Topeka, KS — Monday morning, abortionist Ann Kristin Neuhaus is scheduled appear at a disciplinary hearing held by the Kansas State Board of Healing Arts (KSBHA) and answer to an 11-count petition related to illegal late-term abortion referrals and shoddy medicine that led to diagnoses that were insufficient to justify the abortions under the law.
The petition was based on a complaint first filed by Operation Rescue Senior Policy Advisor Cheryl Sullenger in October, 2006, and amended in February, 2007. Neuhaus could face revocation of her medical license.
“After a long five-year wait, we are guardedly optimistic that justice will finally be done,” said Sullenger. “Neuhaus is a bad doctor who is unfit to practice medicine. This is her third trip to the Board for discipline. This time, the Board should revoke her license since Neuhaus has refused to amend her shoddy practices that have inflicted so much human tragedy and misery on others.”
Sullenger discovered that late-term abortionist George Tiller used only Neuhaus as the legally-mandated second referring physician for all his post-viability abortions, an arrangement that created a symbiotic financial relationship that appeared to violate the law that prohibited legal or financial affiliation between the abortionist and the second concurring physician.
In 2008, Attorney General Paul Morrison agreed and filed 19 criminal charges against Tiller for violating the unaffiliated physician requirement of the Kansas ban on post-viability abortions. Tiller went to trial on those charges in March, 2009, and was acquitted by a jury of six.
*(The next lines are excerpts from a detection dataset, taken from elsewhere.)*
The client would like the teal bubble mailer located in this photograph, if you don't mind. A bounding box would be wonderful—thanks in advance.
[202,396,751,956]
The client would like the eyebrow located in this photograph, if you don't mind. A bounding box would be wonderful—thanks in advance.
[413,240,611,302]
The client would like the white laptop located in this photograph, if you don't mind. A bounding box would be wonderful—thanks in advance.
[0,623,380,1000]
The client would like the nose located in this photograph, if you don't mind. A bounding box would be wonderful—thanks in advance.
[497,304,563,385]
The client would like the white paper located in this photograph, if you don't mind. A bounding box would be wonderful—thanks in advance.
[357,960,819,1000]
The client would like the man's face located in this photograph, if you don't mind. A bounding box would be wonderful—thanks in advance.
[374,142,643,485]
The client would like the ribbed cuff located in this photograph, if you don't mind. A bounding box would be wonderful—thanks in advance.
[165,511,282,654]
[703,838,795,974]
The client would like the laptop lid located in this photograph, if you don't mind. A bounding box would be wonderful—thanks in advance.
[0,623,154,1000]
However, in a surprising twist, just minutes after the verdict, the KSBHA announced that it had filed an 11-count disciplinary petition against Tiller based on the same allegations at issue in the criminal trial. In a press statement, the KSBHA told the public that the trial’s outcome would not affect the KSBHA’s plans to discipline Tiller since the Board operated under a different burden of proof than criminal courts.
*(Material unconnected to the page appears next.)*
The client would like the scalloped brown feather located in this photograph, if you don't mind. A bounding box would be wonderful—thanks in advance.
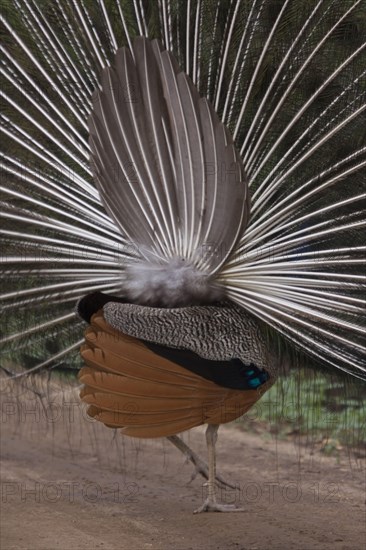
[79,310,270,438]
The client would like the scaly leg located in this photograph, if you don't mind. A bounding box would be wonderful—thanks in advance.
[194,430,245,514]
[167,435,235,489]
Operation Rescue was convinced that Tiller was preparing for retirement to avoid Board discipline. Tiller associate LeRoy Carhart confirmed at a banquet last year that Tiller had in fact announced his impending retirement to his staff just two weeks before his death in May, 2009.
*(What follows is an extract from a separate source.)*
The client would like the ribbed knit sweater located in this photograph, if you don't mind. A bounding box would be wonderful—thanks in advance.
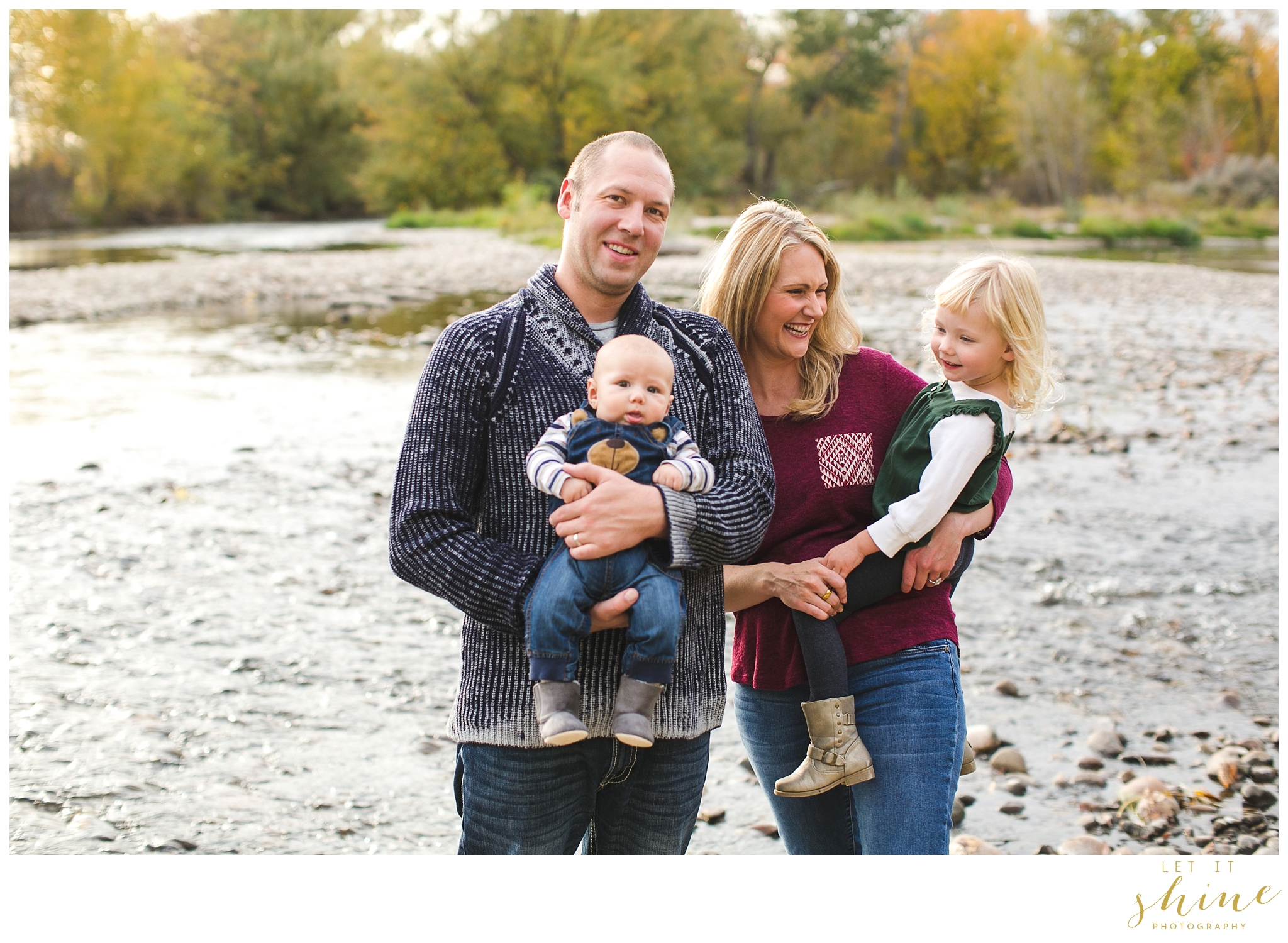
[389,265,774,747]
The Neuhaus petition is based on the same eleven patient files that were the basis for the Tiller disciplinary petition. Patients range in age from 10-18 years old with gestational ages between 25 and 29 weeks. All eleven patients were referred to Tiller for post-viability abortions based on mental health concerns – not physical risks to patients – between July and November, 2003. Some of the evaluations conducted by Neuhaus were done over the phone.
Information about the patients’ abortions was gathered from files produced under subpoena at the request of former Attorney General Phill Kline, who fought a 3-year legal battle with the Kansas Supreme Court over access to the incriminating abortion records. Identities of the women are protected and were never sought.
Dr. Paul McHugh, an expert in psychology at John Hopkins University Hospital in Baltimore, Maryland, examined the patient records for Kline and later came forward with his analysis that no patient record contained sufficient information to justify a late-term abortion. (Full interview and transcript.)
Neuhaus came under Board discipline in 1999 and again in 2001 for medical abuses, which included a forced abortion after a woman had withdrawn her consent, shoddy record-keeping, and lack of proper patient care. The KSBHA declared at that time that Neuhaus was a “danger to the public” and limited her ability to practice medicine.
At that time, Neuhaus stopped doing abortions at Central Women’s Services in Wichita, the location that now ironically serves as Operation Rescue’s national headquarters. She closed her Lawrence clinic the following year.
It was following her 2001 discipline, according to testimony in the Tiller criminal case, that former Executive Director Larry Buening, an appointee of former Gov. Kathleen Sebelius and close personal friend of Tiller’s, called Tiller and recommended he use Neuhaus to provide his second referrals for late-term abortions because she “needed the money.” Buening promised that if Tiller did this, his problems concerning meeting the law would “go away.” Buening later denied the conversation took place. Buening was forced to resign amid a scandal involving the Board’s ineptitude and unwillingness to discipline.
In the current petition, Neuhaus is accused of the following in each of the eleven counts against her:
• Failure to perform adequate patient interview
• Failure to obtain adequate patient history
• Failure to adequately evaluate the “behavioral or functional impact” of the patient’s condition and symptoms
• Failure to meet the standard of care to the degree of constituting ordinary negligence
• Failure to keep adequate medical records
Operation Rescue plans to attend the disciplinary hearing, which is scheduled to last four days. It will begin Monday at 9:00 AM at the Shawnee County Courthouse located at 200 SE 7th Street, Topeka, Kansas.